Meus problemas com os pés se agravaram. Praticamente perdi uma
camada grossa da planta do pé, e empurrar a bike não é uma atividade
das mais simples. O acúmulo de pedras dentro da sapatilha parece
transformar- se num martírio sem fim.
Fome, frio. O dia de hoje ficará registrado em nossas mentes.
Empurramos a tandem na maior parte do trajeto. Quer dizer, nas
subidas e no plano. Nos atoleiros, carregamos. Longos trechos.

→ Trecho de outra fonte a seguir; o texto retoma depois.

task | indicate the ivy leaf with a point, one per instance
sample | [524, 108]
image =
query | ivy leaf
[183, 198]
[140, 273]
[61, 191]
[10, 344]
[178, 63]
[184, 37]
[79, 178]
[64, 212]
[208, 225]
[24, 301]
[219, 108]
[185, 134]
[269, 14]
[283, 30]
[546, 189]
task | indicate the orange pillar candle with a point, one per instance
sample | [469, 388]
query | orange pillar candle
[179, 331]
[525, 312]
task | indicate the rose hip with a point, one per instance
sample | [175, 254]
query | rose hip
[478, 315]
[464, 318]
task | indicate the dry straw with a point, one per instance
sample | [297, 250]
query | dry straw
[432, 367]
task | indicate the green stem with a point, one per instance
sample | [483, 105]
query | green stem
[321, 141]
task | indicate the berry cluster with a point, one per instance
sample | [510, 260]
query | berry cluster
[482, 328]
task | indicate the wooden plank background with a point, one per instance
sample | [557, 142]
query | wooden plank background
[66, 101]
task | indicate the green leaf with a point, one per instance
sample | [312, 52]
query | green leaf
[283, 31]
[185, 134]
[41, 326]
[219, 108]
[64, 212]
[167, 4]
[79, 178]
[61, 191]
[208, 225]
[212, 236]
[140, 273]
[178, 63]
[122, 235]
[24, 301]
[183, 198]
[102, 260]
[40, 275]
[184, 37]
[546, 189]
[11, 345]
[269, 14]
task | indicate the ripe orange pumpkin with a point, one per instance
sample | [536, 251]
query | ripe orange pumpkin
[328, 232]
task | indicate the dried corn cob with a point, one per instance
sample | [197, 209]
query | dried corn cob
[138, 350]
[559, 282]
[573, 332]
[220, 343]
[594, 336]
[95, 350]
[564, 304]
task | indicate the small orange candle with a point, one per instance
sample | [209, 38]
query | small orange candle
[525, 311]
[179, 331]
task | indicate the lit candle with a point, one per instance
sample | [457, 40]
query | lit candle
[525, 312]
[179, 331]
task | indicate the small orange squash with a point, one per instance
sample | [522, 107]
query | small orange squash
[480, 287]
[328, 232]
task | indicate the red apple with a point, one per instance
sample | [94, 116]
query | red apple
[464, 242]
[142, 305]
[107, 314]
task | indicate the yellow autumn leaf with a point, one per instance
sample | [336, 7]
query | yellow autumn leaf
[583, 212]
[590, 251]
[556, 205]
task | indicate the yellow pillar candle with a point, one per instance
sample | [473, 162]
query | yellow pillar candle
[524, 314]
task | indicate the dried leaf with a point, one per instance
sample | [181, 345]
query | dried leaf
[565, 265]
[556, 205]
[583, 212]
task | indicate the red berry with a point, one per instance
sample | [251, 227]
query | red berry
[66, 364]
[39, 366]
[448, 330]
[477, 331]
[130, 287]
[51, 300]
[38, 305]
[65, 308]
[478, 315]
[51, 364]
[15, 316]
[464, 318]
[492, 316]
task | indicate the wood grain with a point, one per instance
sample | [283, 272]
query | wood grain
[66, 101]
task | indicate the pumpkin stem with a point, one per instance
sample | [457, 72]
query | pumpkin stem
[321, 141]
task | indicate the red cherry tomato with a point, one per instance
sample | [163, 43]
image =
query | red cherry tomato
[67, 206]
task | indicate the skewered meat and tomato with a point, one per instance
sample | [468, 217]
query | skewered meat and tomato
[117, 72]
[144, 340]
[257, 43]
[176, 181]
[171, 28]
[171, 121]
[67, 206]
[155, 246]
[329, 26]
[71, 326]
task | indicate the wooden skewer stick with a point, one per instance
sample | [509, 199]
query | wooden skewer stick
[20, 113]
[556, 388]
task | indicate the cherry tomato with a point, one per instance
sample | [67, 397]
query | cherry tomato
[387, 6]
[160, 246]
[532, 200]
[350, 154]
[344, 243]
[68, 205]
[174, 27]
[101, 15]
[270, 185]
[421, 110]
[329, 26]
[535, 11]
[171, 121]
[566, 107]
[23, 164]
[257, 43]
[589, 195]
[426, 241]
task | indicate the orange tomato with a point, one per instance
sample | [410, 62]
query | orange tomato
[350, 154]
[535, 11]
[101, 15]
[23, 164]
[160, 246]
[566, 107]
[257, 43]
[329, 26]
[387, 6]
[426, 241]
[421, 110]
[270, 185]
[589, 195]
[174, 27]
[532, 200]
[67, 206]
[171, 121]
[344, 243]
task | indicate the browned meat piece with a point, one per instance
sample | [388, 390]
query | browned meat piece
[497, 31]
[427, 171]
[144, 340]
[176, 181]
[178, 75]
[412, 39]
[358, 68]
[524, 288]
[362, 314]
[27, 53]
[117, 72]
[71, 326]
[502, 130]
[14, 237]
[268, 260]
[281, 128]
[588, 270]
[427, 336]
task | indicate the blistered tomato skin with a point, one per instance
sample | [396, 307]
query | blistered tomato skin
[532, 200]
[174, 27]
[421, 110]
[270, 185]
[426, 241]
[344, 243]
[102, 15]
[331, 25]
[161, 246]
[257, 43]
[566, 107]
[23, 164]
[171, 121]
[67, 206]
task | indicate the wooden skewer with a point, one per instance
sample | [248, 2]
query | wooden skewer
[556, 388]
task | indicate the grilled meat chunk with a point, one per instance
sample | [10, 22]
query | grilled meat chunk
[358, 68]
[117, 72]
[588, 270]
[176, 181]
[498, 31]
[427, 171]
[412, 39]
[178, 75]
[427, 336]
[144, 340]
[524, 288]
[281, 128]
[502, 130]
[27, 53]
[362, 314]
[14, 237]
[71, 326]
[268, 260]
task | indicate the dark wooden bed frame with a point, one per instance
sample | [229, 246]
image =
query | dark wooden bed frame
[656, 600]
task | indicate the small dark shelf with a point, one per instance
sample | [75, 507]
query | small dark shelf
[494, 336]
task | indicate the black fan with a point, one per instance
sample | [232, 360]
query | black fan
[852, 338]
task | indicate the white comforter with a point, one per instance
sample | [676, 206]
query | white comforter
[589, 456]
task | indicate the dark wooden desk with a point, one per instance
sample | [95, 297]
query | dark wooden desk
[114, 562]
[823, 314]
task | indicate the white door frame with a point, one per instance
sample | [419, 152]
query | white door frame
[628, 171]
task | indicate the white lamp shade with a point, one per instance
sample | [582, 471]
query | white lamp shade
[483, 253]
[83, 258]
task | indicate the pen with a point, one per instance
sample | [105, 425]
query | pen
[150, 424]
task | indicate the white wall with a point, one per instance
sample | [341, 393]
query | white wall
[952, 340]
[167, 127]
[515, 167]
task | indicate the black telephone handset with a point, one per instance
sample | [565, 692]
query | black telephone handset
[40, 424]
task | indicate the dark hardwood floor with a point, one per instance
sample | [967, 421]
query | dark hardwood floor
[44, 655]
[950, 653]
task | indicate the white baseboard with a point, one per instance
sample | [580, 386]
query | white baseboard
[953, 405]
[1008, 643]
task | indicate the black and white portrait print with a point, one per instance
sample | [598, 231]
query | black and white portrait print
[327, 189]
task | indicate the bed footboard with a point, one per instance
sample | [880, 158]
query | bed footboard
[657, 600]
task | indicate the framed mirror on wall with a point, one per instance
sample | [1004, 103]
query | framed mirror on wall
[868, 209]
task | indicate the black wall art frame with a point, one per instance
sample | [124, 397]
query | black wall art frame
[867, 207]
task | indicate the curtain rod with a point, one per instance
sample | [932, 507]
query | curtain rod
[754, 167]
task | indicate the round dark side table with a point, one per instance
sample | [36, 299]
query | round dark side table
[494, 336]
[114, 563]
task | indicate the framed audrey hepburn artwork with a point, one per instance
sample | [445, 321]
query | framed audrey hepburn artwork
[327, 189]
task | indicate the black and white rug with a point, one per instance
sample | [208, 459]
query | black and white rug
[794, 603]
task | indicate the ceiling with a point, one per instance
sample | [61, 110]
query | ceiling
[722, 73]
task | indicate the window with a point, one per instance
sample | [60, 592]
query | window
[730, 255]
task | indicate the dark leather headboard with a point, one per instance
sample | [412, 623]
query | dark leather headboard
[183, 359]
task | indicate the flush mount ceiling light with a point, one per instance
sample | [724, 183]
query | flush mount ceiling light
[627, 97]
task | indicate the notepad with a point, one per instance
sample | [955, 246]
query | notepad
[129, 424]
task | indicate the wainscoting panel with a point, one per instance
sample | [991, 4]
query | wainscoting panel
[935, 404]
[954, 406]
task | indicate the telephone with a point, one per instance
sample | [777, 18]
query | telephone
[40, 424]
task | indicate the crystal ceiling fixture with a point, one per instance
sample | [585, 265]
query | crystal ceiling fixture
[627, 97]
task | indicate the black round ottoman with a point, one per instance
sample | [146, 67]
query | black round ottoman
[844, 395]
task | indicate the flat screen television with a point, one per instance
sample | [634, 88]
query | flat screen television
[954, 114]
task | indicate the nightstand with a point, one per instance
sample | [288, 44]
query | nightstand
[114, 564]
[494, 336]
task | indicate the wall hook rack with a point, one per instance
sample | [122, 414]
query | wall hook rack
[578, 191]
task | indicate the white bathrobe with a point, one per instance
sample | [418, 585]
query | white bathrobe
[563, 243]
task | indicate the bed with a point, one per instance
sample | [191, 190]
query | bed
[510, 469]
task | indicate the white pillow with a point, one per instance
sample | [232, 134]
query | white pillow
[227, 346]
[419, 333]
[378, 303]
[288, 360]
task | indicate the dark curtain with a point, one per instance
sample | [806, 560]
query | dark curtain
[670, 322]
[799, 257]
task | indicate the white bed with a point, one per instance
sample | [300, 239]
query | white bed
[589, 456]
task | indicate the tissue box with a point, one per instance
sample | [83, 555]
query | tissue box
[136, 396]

Descobri uma forma de encaixar o guidão traseiro nas costas para
suportar melhor os estimados 50 kg que pesa conjunto. Mas o preço é
alto. E nas descidas, bem, pelo terceiro dia consecutivo nada de
freios.
O mineirinho que acompanhava nossa preparação para o começo do
pedal, apertando as manetes de freio, resumiu assim nossa situação:
- Uai, sô! Desse jeito se ocês precisá dá uma paradinha, nem pra
esperá a "istremunção" ocês dá conta.
De fato. Freios para nada.
Depois de tentar lavar a relação da bicicleta em vários rios,
desistimos e seguimos na marcha "agora já era" até encontrar um
asfalto, perto de Cruzília. Descemos a serra rezando para não
precisar parar nem diminuir a marcha, até que conseguimos chegar a
uma padaria na cidade. Ah! Santo pão com salame.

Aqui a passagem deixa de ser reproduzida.